Существовало намерение задержать начало восстания до тех пор, пока русские армии не вступят в новую войну с Турцией, которую царица тотчас же начала снова, как только решила, что Польша за ней обеспечена. Ее войска уже находились в походе на Турцию; в Польше оставалось не более 10 000 чел., и, чтобы лучше обеспечить себя, царица заставила польское правительство согласиться на разоружение части польских полков. Это означало бросить в объятия нищеты значительное количество офицеров и солдат; сопротивление, которое они оказали при своем роспуске, сделало невозможным дальнейшее промедление. 6 марта Костюшко послал в Париж письмо с просьбой ссудить его деньгами и офицерами и известил, что день восстания близок. Одновременно он извинялся, что не может выступить с лозунгами чистой демократии, так как он слишком нуждается в помощи дворянства и духовенства и в первую голову должен заботиться о сохранении внутреннего единства нации. В Париже ему дали то, что он просил, в расчете парализовать вооруженным восстанием в Польше восточные державы; с господствующей тогда точки зрения буржуазной эмансипации между французской и польской революцией не было ничего общего.
Тадеуш Костюшко.
Гравюра работы Физингера с портрета кисти Грасси
Таким образом польская революция была сразу же осуждена на гибель, несмотря на то что 17 апреля она завладела после двухдневного уличного боя Варшавой, прогнала русского генерала Игельстрома, нанеся ему тяжелые потери, и легко разделалась также с прусскими войсками. Костюшко заявил прусскому посланнику в Варшаве, что он готов сохранить мир с Пруссией и даже дать гарантии в неприкосновенности существующих прусских границ, если Пруссия не будет оказывать никакой поддержки русским войскам, и это предложение имело у короля некоторый успех. Однако окружавшие его юнкера, жаждавшие новой добычи, втянули его в войну с Польшей; 12 мая он сам перешел через границу; следствием этого было лишь то, что на Востоке началась еще более позорная война, чем на Западе.

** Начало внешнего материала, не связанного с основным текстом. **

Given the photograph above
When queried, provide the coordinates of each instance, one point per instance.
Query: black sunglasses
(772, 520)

За два дня перед этим в Польшу вторгся генерал Фафрат; решительного двухдневного марша было бы вполне достаточно, чтобы достигнуть почти беззащитного Кракова и захватить кассу и военные запасы Костюшко. Однако Фафрат принадлежал к тому сорту прусских формалистов заполнивших тогда почти все войско, о которых когда-то писал прусский историк: «В лагерях они с напряжением своих умственных способностей вырабатывают искусные походные и боевые порядки, которыми они думают уничтожить любого врага, но в открытом поле они оказываются не в состоянии не только драться, но и сдвинуться с места, так как у их войск нет ни правильно организованного хлебопечения, ни организованного питания». Фафрату понадобилось 8 дней, чтобы решиться на атаку небольшого числа краковян, поставленных Костюшко в 2 милях от Кракова, и когда при его приближении они рассеялись, оставив в его руках лишь одного пленного, он был так возмущен этой неудачей своего выдуманного за зеленым столом плана, что остался спокойно стоять на своем месте и потом, подняв обычную тревогу, вернулся обратно.
Ему не приличествует оканчивать войну – так сообщил он одному русскому генералу, который понуждал его к более быстрым действиям, – ему нужно было дождаться короля. Таким образом, Костюшко получил передышку на несколько недель и великолепнейшим образом использовал ее для подготовки к успешному сопротивлению. 6 июня пришлось ему потерпеть поражение при Рафке от превосходных прусско-русских сил, состоявших из 25 000 хорошо вымуштрованных солдат, тогда как у него было только около 17 000 человек, половина которых состояла из только что набранных крестьян, вооруженных косами. Прусский король, появившийся со значительными подкреплениями в лагере Фафрата, внес лишь на очень короткий срок оживление в военные операции; когда Костюшко после своего поражения оставил Краков и отступил в Варшаву, пруссаки следовали за ним так медленно, что лишь 13 июля они подошли к слабо укрепленной столице. В общем, против польских инсургентов действовало теперь 50 000 прусских войск; 25 000 из них в союзе с 13 000 русских стояли под Варшавой, так что штурм города должен был иметь верные шансы на успех. Этот штурм диктовался также и политическими соображениями – если только этот термин может быть применен к прусской разбойничьей политике, – так как с завоеванием Варшавы король получил бы первенство в польской игре, что ему не могли бы на этот раз пожелать ни Россия, ни Австрия.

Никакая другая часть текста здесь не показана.